An Awkward Girl’s Guide to Business Calls

Awkward Girl's Guide logoSometimes I feel unbearably awkward. I don’t hate people… I’m not even always bad with people. I do, however, have some pretty intense anxiety about new people and situations. Today when my coworker asked me if I was comfortable making so calls, I said yes. Inside I had a mini panic attack.

One of my least favorite things is to call people on the phone. This fear manifested when I was younger and I’ve never really gotten over it. I don’t call for take-out… I don’t answer my phone if I don’t recognize a number. It frequently takes me nearly 20 minutes to get myself sorted out a dial a number.

As a journalism and communications student, however, phone calls can be really beneficial. As much as I hate it, many times calls are way more efficient than email. After spending all morning calling nursing homes for information to populate a website I’m working on, I’ve come up with some tips to make phone calls more bearable.

These tips have to do with business calls, although they could be helpful for any sort of information-seeking call (inquiring about an internship or position etc). Phone interviews are a whole other ballgame and I’ll probably have another post about those sometime…

1. WRITE A SCRIPT. Writing out what you are going to say might sound dorky, but it helps me immensely. Not only is the act calming in itself, but it helps you avoid that awkward pause that so often happens when someone finally answers the phone.

Scripting out what you want to say also means you’ll probably sound more professional and older (if you’re a young sounding person like me, that’s helpful). It’s good to read your script out loud a couple of times before starting. When you read it, make sure that you don’t sound like a robot or a telemarketer. If it’s appropriate to pause and wait for some sort of response, do so.

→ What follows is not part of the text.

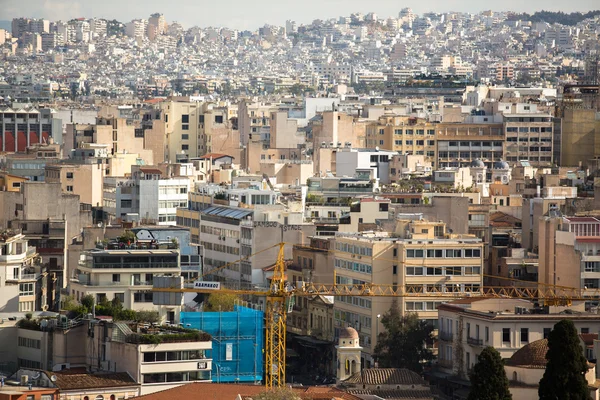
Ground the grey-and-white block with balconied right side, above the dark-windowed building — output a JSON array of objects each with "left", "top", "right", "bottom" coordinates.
[{"left": 103, "top": 165, "right": 191, "bottom": 225}]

2. BREATHE AND TAKE YOUR TIME. You want to make sure that you are speaking clearly and professionally. If you’re awkward like me, you’ll be really uncomfortable having to repeat yourself over and over.

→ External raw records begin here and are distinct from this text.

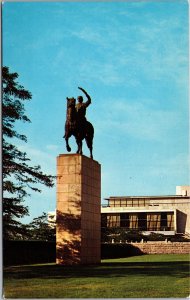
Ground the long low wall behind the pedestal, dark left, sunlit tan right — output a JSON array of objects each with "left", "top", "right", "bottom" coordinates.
[{"left": 3, "top": 241, "right": 190, "bottom": 265}]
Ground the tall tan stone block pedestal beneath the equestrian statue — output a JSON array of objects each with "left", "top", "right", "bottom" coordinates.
[{"left": 56, "top": 154, "right": 101, "bottom": 265}]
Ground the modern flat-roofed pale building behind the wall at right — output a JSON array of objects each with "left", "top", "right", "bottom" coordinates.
[{"left": 101, "top": 186, "right": 190, "bottom": 235}]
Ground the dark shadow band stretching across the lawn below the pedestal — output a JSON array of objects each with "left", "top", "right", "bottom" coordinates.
[{"left": 4, "top": 261, "right": 189, "bottom": 279}]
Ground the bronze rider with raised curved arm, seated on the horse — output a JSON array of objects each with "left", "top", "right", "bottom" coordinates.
[{"left": 76, "top": 87, "right": 91, "bottom": 127}]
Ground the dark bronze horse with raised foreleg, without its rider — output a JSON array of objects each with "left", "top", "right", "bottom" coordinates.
[{"left": 64, "top": 97, "right": 94, "bottom": 158}]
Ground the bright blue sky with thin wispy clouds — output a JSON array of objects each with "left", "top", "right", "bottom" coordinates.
[{"left": 3, "top": 1, "right": 189, "bottom": 221}]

You’re going to naturally speak quickly and maybe even quietly because you are nervous, so be conscious of that. Usually all  it takes is a mental reminder to make yourself sound natural, and you’re good to go. You’ll get better with practice, too, so keep calling people (but only when necessary… I’m not saying to just call business people for funsies… that’s silly).

3. THINK THROUGH POSSIBLE RESPONSES. If you have some sort of inquiry or request, chances are there are only a couple possible answers. One of the possibilities is voicemail too, so be prepared for that. In general, just think through what you will do or say in response to each possible response. Don’t make yourself crazy thinking through endless possibilities, though. That’s bad.

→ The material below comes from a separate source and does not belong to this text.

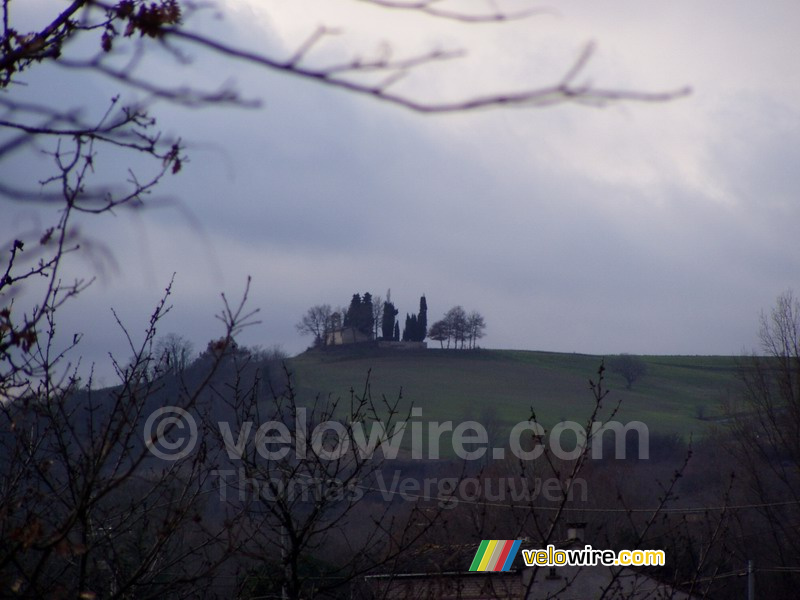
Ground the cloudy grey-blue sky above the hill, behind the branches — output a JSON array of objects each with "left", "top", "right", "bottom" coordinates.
[{"left": 0, "top": 0, "right": 800, "bottom": 383}]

This also helps me put my call in perspective. I will either get a yes or no to my request. Someone will answer my question, transfer me, or say they can’t answer. None of these things will be the end of the world.

4. KNOW YOUR NUMBER. This seems silly, but if you get a voicemail or if someone says they’ll call you back, you might forget your number. Have it written down. This is really important if you are calling from a work phone or a phone that is not your usual. You’ll sound more professional if you can just rattle the number off and you’ll feel more confident as well.

5. DOUBLE CHECK THE NUMBER YOU’RE CALLING. I hate calling the wrong number and it makes me really nervous every time. I want to make sure I’m going to get the person I’m trying to call. I double, triple check the number I’m calling as a result. I look it up, write it down, double check it, type it in the phone, and check it again.

This might be a little more obsessive than you want/need personally, but the act of double checking a number can be really calming, especially if you are calling somewhere for the first time.

Phone calls are essential to many jobs/ careers. If they make you anxious, remember these tips. It’s really not that bad once you get going. The key is confidence, and if you’re not confident, find a way to fake it until you are.